Утром позвонил Иванов.
– Сходи помолиться, Серега. Мы с тобой много нагрешили, так что – давай: садись в машину и езжай в нашу родную православную церковь. Там был батюшка, ну, по-ихнему сказать, митрополит, и звали, как водится, Сергий. Преставился в августе сорок пятого, но не как подобает благочинному, а очень загадочным образом: в тюрьме, здесь, под Токио. Вот такая история.
– Как это митрополит попал в тюрьму?
– Он был обвинен в шпионаже. Японцев ты знаешь: как что не по ним, так сразу кишки выпускают наружу. А тут не успели: скончался пристойно.
– И что нам сейчас с тобой нужно? Контакты?
– Опять угадал! Там, в церкви, сегодня заутреня, и служат ее двое: епископ Николай Оно и протоиерей Антоний Такан. Оба русские, но попали сюда давно. Про протоиерея одно известно, что хочет вернуться к себе в Хабаровск. А Родина медлит, как ей и положено. Прошения протоиерей пишет, а мы все молчим. Пущай потомится. Ну, едешь?

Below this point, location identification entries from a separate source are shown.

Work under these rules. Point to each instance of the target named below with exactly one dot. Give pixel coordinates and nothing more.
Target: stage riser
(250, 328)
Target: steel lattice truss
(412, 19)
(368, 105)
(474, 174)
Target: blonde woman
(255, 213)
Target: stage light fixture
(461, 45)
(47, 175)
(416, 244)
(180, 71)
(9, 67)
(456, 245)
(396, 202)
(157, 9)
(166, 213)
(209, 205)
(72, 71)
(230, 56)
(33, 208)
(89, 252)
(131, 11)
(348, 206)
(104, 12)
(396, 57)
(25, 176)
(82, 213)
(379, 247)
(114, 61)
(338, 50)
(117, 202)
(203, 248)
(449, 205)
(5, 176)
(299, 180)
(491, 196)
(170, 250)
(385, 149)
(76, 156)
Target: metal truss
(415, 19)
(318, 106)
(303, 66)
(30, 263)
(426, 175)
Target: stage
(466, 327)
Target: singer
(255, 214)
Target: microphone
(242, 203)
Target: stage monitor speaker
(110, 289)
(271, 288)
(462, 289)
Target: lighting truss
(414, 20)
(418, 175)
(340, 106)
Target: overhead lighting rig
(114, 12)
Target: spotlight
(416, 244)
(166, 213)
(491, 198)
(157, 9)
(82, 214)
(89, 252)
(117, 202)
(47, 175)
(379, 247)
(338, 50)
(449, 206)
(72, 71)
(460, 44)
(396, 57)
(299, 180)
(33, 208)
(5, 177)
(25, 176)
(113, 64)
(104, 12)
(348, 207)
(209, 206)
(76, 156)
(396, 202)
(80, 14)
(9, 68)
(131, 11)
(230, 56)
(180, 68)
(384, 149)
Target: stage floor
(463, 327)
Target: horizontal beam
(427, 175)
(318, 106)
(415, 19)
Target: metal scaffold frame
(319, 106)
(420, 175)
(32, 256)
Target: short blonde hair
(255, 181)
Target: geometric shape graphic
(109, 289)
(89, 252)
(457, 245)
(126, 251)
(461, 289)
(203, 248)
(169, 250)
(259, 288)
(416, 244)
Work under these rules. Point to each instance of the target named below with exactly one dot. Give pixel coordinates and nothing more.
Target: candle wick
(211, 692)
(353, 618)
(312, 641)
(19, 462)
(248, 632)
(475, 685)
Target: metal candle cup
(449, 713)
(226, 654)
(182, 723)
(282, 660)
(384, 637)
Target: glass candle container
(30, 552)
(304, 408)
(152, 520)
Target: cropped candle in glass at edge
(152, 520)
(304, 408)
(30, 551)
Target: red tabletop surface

– Ну, еду. Куда же я денусь?
– А адрес-то знаешь? До станции Сугамо можешь на машине добраться, а оттуда лучше пешком. Внимание не стоит привлекать. Оденься попроще, не в оперу едешь.
В церкви шла служба. Сергей тихо вошел, огляделся. Народу было немного. Скорее всего, выходцы из Харбина, после войны осевшие в Японии. Те самые, которые хоть и интересовали разведку, но не всегда – на всех не было ни сил, ни времени. Просто так возвращать на Родину вспотевшее русское мясо, живое, со стоном да с криком, грузить его целыми пароходами, с детьми, стариками, горшками и пледами, как это делалось в Европе, а после кормить за решеткой в то время, как нечем кормить за решеткой своих же, – такого приказа никто не давал. Харбинская эмиграция растекалась по миру разбавленным жидким вареньем, и цвет был почти как варенья: кровавый. Им часто давали утечь. Потому что слишком уж много накопилось разного народу в этом русском Харбине, жили долго, обустроились, понарожали детишек, перемешались с коренными китайцами, пошла по земле светло-смуглая раса: глаза голубые, а скулы китайские. За этими всеми отдельно не бегали. Хотите в Америку – едьте в Америку! Пускай пучеглазые негры вас скушают.